California road trip

There was a time when I thought it might not happen. But come the weekend, California here I come.

After my 2010 road trip in to Oregon I desperately wanted to extend the bike road trip and take the Ducati to California. San Francisco was set as the destination and the plan started to come alive. Initially the road trip for 2012 was to be another solo ride, however my son invested in a Suzuki SV 650 and asked to come along. This would now be a father son adventure.

Preparation has not been without its hiccups and who’d have thought that finally getting Canadian citizenship would prove to be the issue. Put simply we’ve been subjected to Federal bureaucracy gone bad.

My sons citizenship certificate had an incorrect date of birth and that has made getting a passport somewhat challenging. Going south is easy, with dual citizenship we can enter the US on a UK passport. Getting back in to Canada, well, maybe a little more complex. After two passport office visits, MP’s office intervention, visits to Citizenship, we’ve arrived at a place where the trip is on despite the lack of a Canadian passport for my son. Smooth roads and sun beckon, San Francisco beckons time to saddle up and ride.
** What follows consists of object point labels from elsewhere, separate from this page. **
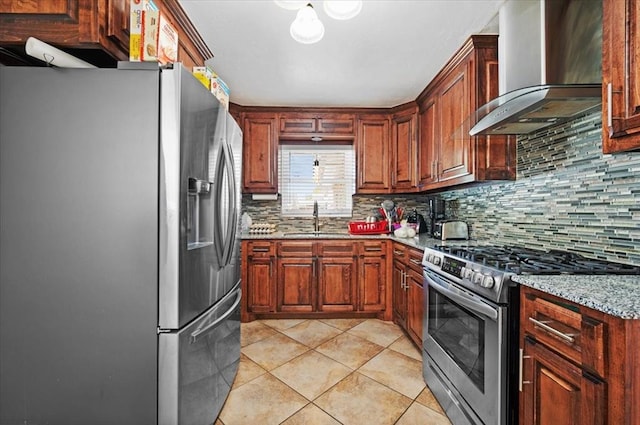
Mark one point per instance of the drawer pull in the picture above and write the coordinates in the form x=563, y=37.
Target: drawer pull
x=568, y=338
x=521, y=382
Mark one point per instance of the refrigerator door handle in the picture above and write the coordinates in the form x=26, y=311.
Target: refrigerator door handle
x=233, y=210
x=218, y=199
x=198, y=332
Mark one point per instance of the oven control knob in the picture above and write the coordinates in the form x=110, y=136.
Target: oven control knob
x=466, y=273
x=488, y=281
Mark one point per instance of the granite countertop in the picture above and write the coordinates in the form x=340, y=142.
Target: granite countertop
x=611, y=294
x=420, y=241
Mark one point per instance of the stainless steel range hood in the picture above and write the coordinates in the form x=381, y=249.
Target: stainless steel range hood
x=550, y=55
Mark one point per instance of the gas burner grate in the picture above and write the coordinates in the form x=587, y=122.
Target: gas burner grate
x=521, y=260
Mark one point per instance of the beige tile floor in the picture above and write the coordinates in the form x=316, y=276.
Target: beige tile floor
x=329, y=372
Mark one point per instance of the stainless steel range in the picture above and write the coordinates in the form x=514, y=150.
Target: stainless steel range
x=471, y=324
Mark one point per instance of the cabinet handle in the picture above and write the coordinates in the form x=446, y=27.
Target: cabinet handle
x=567, y=337
x=520, y=370
x=609, y=106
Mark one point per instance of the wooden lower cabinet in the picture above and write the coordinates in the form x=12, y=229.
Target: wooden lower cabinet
x=415, y=306
x=556, y=391
x=372, y=283
x=408, y=292
x=296, y=285
x=398, y=289
x=258, y=277
x=578, y=365
x=337, y=284
x=313, y=278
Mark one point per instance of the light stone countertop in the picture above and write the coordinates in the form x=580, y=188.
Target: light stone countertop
x=612, y=294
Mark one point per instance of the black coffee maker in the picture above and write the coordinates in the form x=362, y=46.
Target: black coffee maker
x=436, y=212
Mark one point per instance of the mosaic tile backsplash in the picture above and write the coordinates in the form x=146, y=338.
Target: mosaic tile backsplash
x=568, y=195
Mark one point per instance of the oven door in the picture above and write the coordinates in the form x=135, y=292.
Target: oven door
x=464, y=352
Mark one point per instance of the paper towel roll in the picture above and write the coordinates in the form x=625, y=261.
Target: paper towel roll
x=46, y=52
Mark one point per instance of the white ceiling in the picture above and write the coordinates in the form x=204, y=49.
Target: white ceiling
x=383, y=57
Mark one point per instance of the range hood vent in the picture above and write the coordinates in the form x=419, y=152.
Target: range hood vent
x=547, y=83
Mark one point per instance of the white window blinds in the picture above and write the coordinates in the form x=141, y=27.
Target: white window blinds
x=330, y=180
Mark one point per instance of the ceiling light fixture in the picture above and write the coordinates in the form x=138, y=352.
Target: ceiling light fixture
x=307, y=28
x=291, y=4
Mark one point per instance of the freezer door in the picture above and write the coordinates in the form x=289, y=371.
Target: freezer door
x=198, y=364
x=189, y=141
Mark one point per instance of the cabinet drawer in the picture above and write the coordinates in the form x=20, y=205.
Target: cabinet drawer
x=296, y=249
x=373, y=248
x=337, y=249
x=561, y=326
x=260, y=249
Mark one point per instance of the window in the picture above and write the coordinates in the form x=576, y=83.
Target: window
x=330, y=180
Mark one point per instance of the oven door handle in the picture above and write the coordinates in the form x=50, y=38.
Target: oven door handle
x=441, y=286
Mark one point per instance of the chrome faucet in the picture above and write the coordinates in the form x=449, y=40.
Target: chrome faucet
x=316, y=220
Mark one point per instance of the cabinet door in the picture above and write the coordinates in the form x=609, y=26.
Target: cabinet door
x=297, y=123
x=427, y=147
x=453, y=107
x=337, y=283
x=403, y=149
x=260, y=285
x=373, y=294
x=336, y=124
x=399, y=294
x=415, y=306
x=296, y=285
x=372, y=150
x=621, y=76
x=555, y=391
x=260, y=153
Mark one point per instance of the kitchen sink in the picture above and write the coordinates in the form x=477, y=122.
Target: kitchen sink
x=316, y=235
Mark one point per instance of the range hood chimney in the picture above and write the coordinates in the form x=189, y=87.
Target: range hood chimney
x=550, y=62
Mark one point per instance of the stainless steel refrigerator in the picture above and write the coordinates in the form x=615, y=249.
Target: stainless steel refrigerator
x=119, y=247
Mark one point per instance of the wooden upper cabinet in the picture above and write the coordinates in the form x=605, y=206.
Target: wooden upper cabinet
x=372, y=152
x=620, y=76
x=448, y=156
x=454, y=155
x=324, y=126
x=427, y=156
x=260, y=153
x=96, y=31
x=404, y=149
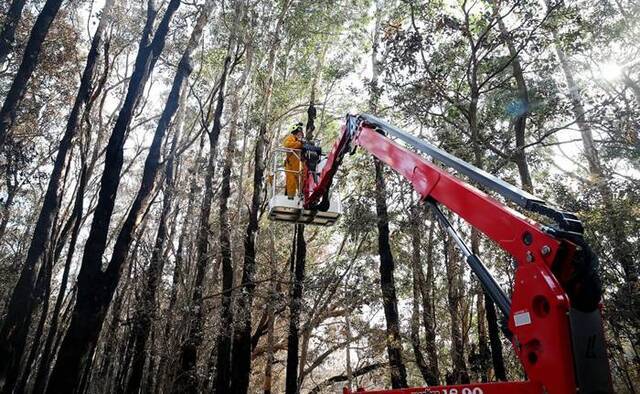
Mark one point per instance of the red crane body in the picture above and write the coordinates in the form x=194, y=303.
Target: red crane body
x=554, y=320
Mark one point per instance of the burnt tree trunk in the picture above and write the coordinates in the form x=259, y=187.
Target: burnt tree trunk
x=222, y=377
x=95, y=287
x=187, y=380
x=23, y=301
x=146, y=313
x=241, y=346
x=459, y=373
x=29, y=61
x=298, y=258
x=387, y=285
x=428, y=369
x=292, y=381
x=7, y=35
x=428, y=310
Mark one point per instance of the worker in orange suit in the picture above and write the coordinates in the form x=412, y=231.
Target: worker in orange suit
x=292, y=162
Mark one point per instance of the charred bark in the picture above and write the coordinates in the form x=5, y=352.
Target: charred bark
x=146, y=313
x=459, y=373
x=23, y=301
x=7, y=35
x=387, y=285
x=95, y=287
x=223, y=341
x=428, y=370
x=241, y=346
x=295, y=306
x=29, y=62
x=187, y=375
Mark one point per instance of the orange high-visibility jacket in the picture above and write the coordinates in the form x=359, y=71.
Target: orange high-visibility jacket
x=292, y=162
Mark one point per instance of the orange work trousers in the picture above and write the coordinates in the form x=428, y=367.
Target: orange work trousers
x=292, y=184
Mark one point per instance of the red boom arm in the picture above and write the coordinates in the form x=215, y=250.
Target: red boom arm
x=540, y=312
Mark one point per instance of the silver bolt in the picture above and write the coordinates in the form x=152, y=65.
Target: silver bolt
x=545, y=250
x=529, y=257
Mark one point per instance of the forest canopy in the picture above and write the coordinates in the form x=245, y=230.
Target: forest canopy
x=138, y=141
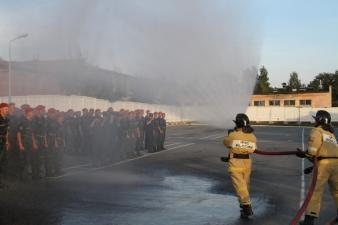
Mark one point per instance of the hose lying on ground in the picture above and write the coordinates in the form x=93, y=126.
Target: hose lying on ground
x=306, y=202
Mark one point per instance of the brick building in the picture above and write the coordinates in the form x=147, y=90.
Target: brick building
x=294, y=98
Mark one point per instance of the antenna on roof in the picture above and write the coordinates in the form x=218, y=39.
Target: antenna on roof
x=320, y=84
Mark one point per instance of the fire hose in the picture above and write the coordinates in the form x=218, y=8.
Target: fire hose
x=332, y=221
x=301, y=211
x=306, y=202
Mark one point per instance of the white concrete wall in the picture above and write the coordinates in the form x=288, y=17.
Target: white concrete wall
x=287, y=114
x=174, y=113
x=63, y=103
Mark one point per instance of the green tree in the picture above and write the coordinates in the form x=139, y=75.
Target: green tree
x=327, y=79
x=262, y=83
x=294, y=82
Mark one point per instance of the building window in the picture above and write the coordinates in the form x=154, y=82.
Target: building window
x=305, y=102
x=289, y=102
x=259, y=103
x=274, y=103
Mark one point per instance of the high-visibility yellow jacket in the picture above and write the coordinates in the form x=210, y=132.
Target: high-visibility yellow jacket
x=322, y=143
x=239, y=142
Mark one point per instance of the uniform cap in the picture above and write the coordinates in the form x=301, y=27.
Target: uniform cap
x=28, y=110
x=3, y=105
x=51, y=110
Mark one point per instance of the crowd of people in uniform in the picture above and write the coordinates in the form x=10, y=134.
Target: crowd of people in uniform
x=322, y=152
x=33, y=141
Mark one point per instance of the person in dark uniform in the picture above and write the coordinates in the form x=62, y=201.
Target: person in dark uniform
x=140, y=123
x=146, y=118
x=52, y=129
x=70, y=131
x=163, y=126
x=4, y=143
x=13, y=153
x=27, y=145
x=59, y=146
x=96, y=127
x=77, y=132
x=86, y=120
x=40, y=131
x=149, y=131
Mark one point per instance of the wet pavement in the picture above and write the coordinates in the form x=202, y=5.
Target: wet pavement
x=185, y=185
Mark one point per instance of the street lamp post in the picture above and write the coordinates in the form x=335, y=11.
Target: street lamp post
x=10, y=65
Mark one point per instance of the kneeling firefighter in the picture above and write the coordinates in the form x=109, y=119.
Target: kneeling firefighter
x=241, y=143
x=323, y=145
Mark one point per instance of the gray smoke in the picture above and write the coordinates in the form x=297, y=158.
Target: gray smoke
x=203, y=54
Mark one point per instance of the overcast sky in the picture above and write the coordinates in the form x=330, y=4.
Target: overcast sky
x=296, y=35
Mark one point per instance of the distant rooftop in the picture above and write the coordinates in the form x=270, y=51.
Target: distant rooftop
x=295, y=91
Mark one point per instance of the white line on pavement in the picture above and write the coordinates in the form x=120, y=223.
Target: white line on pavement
x=210, y=136
x=175, y=143
x=77, y=166
x=218, y=137
x=122, y=162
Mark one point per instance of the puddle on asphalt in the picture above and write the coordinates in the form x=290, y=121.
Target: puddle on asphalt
x=182, y=200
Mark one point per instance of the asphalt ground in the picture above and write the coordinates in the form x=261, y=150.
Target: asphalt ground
x=186, y=184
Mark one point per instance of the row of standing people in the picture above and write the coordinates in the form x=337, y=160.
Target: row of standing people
x=34, y=140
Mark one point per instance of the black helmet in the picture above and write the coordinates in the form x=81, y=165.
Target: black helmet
x=322, y=117
x=242, y=120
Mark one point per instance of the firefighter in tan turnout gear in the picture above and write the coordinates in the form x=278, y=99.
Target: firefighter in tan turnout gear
x=241, y=143
x=323, y=145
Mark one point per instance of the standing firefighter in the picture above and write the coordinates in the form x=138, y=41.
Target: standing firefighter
x=322, y=145
x=40, y=131
x=241, y=143
x=4, y=144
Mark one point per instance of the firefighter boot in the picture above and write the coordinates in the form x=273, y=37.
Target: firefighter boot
x=309, y=220
x=246, y=211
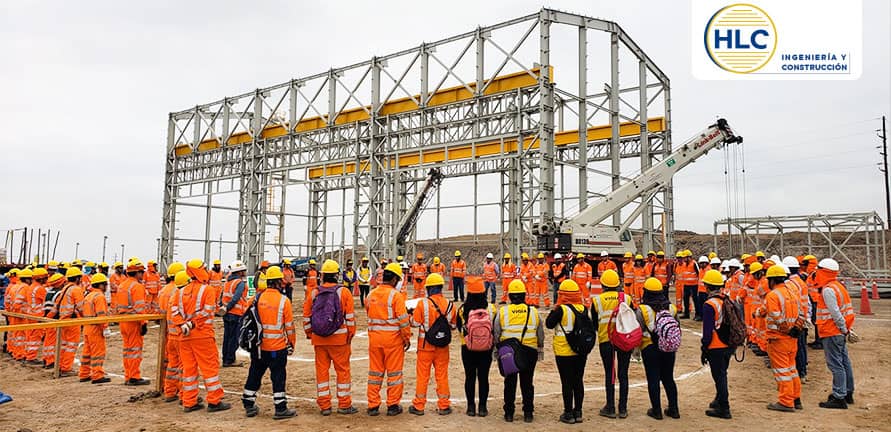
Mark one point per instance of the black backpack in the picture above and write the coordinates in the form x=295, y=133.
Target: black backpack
x=440, y=332
x=582, y=337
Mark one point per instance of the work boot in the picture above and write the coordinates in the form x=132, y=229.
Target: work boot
x=567, y=417
x=394, y=410
x=222, y=406
x=834, y=403
x=196, y=407
x=283, y=414
x=776, y=406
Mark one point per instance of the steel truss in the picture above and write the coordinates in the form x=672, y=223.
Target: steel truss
x=856, y=240
x=483, y=102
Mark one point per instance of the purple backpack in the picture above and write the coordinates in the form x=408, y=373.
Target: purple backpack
x=327, y=314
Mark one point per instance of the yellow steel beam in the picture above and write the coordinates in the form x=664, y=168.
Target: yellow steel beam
x=464, y=152
x=449, y=95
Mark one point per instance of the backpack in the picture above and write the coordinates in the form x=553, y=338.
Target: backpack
x=439, y=334
x=478, y=332
x=667, y=332
x=623, y=329
x=733, y=328
x=327, y=314
x=582, y=337
x=251, y=333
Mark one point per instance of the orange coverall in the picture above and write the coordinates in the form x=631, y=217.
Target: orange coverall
x=432, y=356
x=334, y=349
x=388, y=336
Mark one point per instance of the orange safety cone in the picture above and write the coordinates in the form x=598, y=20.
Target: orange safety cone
x=864, y=302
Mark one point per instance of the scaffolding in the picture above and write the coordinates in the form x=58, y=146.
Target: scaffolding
x=856, y=240
x=483, y=103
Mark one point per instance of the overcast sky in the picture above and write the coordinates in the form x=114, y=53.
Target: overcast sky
x=87, y=87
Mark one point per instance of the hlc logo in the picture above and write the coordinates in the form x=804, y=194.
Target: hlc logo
x=740, y=38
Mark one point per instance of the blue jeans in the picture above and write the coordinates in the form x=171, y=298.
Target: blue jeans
x=231, y=329
x=490, y=288
x=839, y=363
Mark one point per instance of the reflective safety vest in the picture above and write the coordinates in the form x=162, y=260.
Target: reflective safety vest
x=825, y=325
x=229, y=292
x=513, y=318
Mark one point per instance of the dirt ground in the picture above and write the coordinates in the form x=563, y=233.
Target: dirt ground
x=43, y=404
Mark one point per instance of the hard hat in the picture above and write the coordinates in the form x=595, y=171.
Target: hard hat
x=329, y=266
x=181, y=279
x=609, y=279
x=275, y=272
x=395, y=269
x=653, y=284
x=237, y=266
x=569, y=285
x=713, y=278
x=828, y=264
x=174, y=268
x=434, y=279
x=516, y=287
x=98, y=278
x=776, y=271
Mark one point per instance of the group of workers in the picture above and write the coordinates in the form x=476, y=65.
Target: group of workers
x=775, y=299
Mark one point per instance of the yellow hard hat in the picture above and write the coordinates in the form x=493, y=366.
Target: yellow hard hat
x=569, y=285
x=329, y=266
x=653, y=284
x=181, y=279
x=609, y=279
x=175, y=268
x=755, y=266
x=435, y=279
x=516, y=287
x=73, y=272
x=394, y=268
x=98, y=278
x=776, y=271
x=713, y=278
x=275, y=272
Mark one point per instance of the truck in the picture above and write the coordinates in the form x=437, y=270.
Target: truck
x=586, y=233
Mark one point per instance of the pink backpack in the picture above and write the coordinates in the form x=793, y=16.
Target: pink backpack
x=479, y=331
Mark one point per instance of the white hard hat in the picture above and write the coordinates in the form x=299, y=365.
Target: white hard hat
x=828, y=264
x=790, y=262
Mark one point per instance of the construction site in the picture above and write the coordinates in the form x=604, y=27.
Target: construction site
x=543, y=134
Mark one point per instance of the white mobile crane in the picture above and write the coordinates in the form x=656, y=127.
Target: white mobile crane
x=583, y=233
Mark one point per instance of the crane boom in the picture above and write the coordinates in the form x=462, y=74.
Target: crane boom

Again, this is what the relocation is about. The chance to experience the kind of ride that I could only dream about in the UK. The cool thing is having invested in Bluetooth bike to bike comms that interfaces with my phone I can even fire up some serious cruising music to enjoy. There are times when classic Tom Petty makes total sense. Music for highways.

There was a time when I thought it might not happen. But come the weekend, California here I come.

I intend to post each day on this trip and am looking forward to capturing the thoughts and feelings that only a challenge like a long road trip can generate. Boy I love being on the West Coast.